Korean athletes urged to watch for injury ahead of Winter Olympics

Posted January. 18, 2014 06:33,   


What would be the thing that athletics fear the most? They worry about a small annual salary, waning popularity, or sluggish performance, but it is "injury" that they fear more than anything. This is because, once injured, an athlete can neither enjoy popularity nor increase his or her annual salary.

An "alarm against physical injury" has been set off on national teams of different countries just 20 days ahead of the Sochi Winter Olympics in Russia. Winter sports that involve high speed and diverse acrobatic moves entail high risk of injuries. A number of big name Winter Olympic stars have already dropped their bids ahead of the big event due to unexpected injuries.

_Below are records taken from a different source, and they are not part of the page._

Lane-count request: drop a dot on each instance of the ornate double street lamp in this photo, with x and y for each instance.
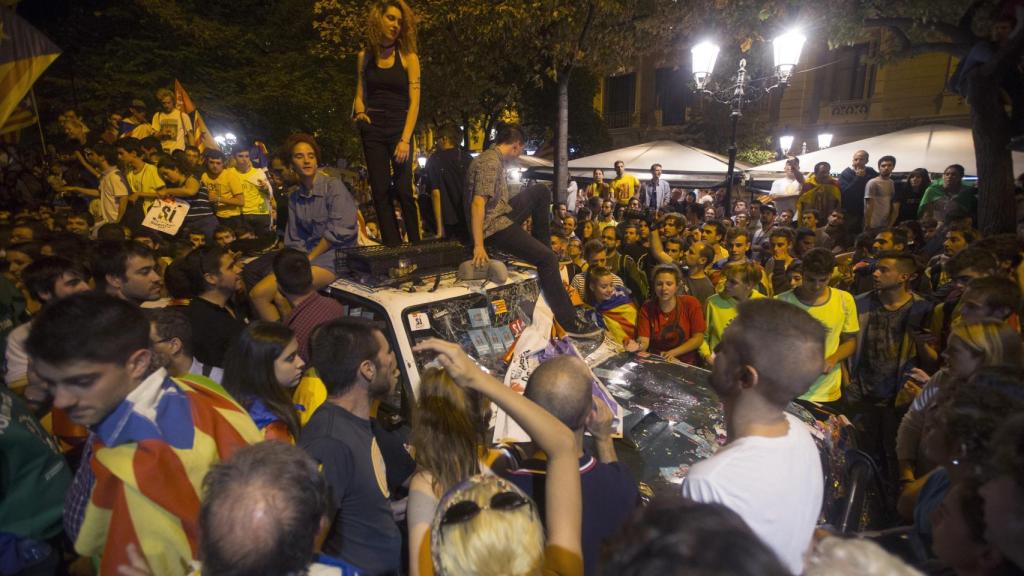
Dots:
(743, 91)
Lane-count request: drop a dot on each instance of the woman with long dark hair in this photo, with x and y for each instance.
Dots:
(387, 101)
(910, 192)
(260, 370)
(450, 442)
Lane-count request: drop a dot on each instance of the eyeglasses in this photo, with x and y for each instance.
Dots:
(468, 509)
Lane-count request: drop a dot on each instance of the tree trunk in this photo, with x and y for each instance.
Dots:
(991, 129)
(562, 139)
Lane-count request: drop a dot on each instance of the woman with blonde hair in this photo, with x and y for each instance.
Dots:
(449, 442)
(485, 525)
(387, 103)
(972, 346)
(611, 309)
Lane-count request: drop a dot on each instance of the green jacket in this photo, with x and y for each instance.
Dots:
(967, 198)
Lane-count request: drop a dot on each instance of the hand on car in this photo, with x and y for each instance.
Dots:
(456, 362)
(480, 258)
(599, 420)
(401, 153)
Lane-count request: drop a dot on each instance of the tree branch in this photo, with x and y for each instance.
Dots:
(967, 19)
(953, 32)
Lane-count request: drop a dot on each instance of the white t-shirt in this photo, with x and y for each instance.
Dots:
(17, 358)
(571, 192)
(784, 193)
(774, 484)
(881, 192)
(112, 189)
(171, 128)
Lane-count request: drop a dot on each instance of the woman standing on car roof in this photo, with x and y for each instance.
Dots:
(387, 101)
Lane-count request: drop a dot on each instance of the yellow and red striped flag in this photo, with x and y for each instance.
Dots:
(25, 53)
(204, 138)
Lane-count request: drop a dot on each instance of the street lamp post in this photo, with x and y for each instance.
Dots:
(705, 54)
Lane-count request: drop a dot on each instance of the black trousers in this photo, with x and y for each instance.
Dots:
(388, 179)
(536, 249)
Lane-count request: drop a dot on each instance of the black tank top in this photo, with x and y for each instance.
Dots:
(387, 89)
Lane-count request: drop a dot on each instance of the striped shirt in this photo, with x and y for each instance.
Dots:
(200, 204)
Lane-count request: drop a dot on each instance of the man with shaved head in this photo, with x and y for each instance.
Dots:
(266, 510)
(770, 470)
(563, 386)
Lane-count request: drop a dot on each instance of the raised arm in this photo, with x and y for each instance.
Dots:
(657, 249)
(358, 106)
(401, 152)
(187, 190)
(564, 513)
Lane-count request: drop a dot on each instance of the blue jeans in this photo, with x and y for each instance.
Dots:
(536, 249)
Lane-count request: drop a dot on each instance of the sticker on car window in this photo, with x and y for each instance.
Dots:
(479, 318)
(419, 321)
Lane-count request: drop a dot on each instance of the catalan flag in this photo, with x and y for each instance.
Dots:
(25, 53)
(204, 138)
(617, 316)
(23, 117)
(148, 460)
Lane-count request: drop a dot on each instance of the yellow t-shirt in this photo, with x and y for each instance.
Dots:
(839, 316)
(145, 181)
(256, 201)
(624, 188)
(226, 184)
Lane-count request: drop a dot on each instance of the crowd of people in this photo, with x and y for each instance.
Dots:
(179, 396)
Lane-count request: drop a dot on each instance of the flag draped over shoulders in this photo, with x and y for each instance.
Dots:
(150, 457)
(617, 315)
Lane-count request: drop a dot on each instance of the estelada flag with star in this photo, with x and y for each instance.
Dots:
(25, 53)
(204, 138)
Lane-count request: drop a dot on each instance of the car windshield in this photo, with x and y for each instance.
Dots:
(485, 323)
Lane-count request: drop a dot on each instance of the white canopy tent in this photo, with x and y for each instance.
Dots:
(932, 147)
(680, 163)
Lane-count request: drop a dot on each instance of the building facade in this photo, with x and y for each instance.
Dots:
(840, 90)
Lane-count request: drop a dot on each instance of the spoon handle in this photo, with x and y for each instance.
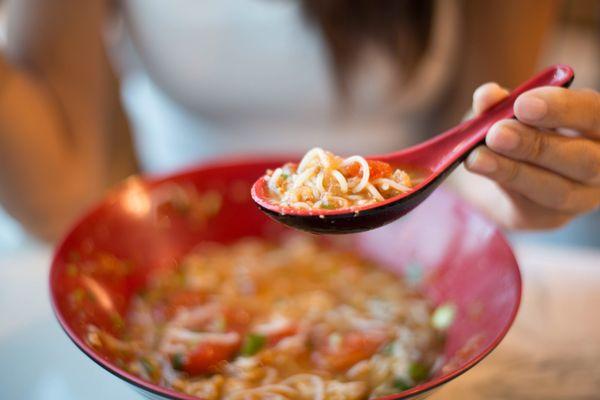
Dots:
(459, 141)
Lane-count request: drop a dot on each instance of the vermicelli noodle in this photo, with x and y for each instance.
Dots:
(292, 320)
(323, 180)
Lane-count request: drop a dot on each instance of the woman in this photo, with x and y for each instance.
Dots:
(255, 68)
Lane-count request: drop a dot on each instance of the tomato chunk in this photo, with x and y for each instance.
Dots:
(207, 356)
(378, 169)
(276, 336)
(354, 346)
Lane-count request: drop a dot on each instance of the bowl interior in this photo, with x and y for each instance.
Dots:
(145, 226)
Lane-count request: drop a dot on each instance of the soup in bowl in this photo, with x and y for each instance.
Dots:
(181, 287)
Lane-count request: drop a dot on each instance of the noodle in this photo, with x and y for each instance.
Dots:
(323, 180)
(288, 321)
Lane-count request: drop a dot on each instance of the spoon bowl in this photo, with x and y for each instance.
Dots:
(438, 156)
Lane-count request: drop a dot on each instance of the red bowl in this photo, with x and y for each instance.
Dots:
(141, 227)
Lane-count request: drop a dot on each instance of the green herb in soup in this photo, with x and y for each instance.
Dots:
(293, 320)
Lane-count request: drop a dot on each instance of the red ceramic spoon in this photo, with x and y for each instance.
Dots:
(438, 156)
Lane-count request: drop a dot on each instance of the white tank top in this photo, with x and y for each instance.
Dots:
(219, 77)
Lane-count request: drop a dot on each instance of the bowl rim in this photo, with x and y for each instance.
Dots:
(155, 179)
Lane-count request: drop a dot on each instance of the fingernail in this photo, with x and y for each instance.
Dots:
(503, 138)
(479, 161)
(532, 108)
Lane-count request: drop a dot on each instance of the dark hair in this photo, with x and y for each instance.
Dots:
(401, 28)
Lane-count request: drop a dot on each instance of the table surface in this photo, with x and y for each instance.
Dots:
(552, 352)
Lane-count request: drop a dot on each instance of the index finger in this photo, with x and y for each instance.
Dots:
(555, 107)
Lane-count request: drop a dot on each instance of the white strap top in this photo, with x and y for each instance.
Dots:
(245, 76)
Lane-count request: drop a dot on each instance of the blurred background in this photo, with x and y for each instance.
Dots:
(155, 115)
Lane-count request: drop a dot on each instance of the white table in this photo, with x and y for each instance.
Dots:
(552, 352)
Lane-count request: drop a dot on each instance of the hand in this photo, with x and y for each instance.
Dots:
(548, 176)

Lindsey Vonn, 30, “the Ski Queen” of the U.S. and alpine ski gold medalist at the Vancouver Winter Olympics in 2010, suffered knee injury due to fall during an exercise session in November last year, and withdrew her participation at the Olympics on January 7. Vonn is the unrivaled ski champion who has won the title at 59 World Cup championship events, and stood a high chance to win a gold medal in Sochi as well. Wang Meng, 29, China’s flagship short track skater, also had her right ankle fractured during an exercise session on Thursday, and is uncertain about her participation in the Olympics.

Thomas Morgenstern, 28 (Austria), the ski jump gold medalist at the 2006 Turin and 2010 Vancouver Olympics, also gave up his dream to win gold in three consecutive Olympics events due to injury. Evan Lysacek, 28 (U.S.), the gold medalist in men’s single figure skating competition at the Vancouver event; Evgeny Plushenko, 32 (Russia), the gold medalist in men’s single figure skating at the Turin event; Alissa Czisny, 27, a promising player in women’s single figure skating competition from the U.S.; and Kaya Turski (26), the top contender in women’s slope style ski from Canada are also uncertain about their participation at the Sochi event due to injuries.

The Korean national team is no exception. Noh Jin-gyu, 22, of men’s short track team, had his left elbow bone fractured during a training session on Tuesday, and is set to disqualify. Kang Yeong-seo (17), a promising player of the national alpine ski team, had her cruciate ligament ruptured, and is about to give up her dream about her Olympic debut. Several other players also incurred injuries, big or small, and are reconsidering whether to take part in the event.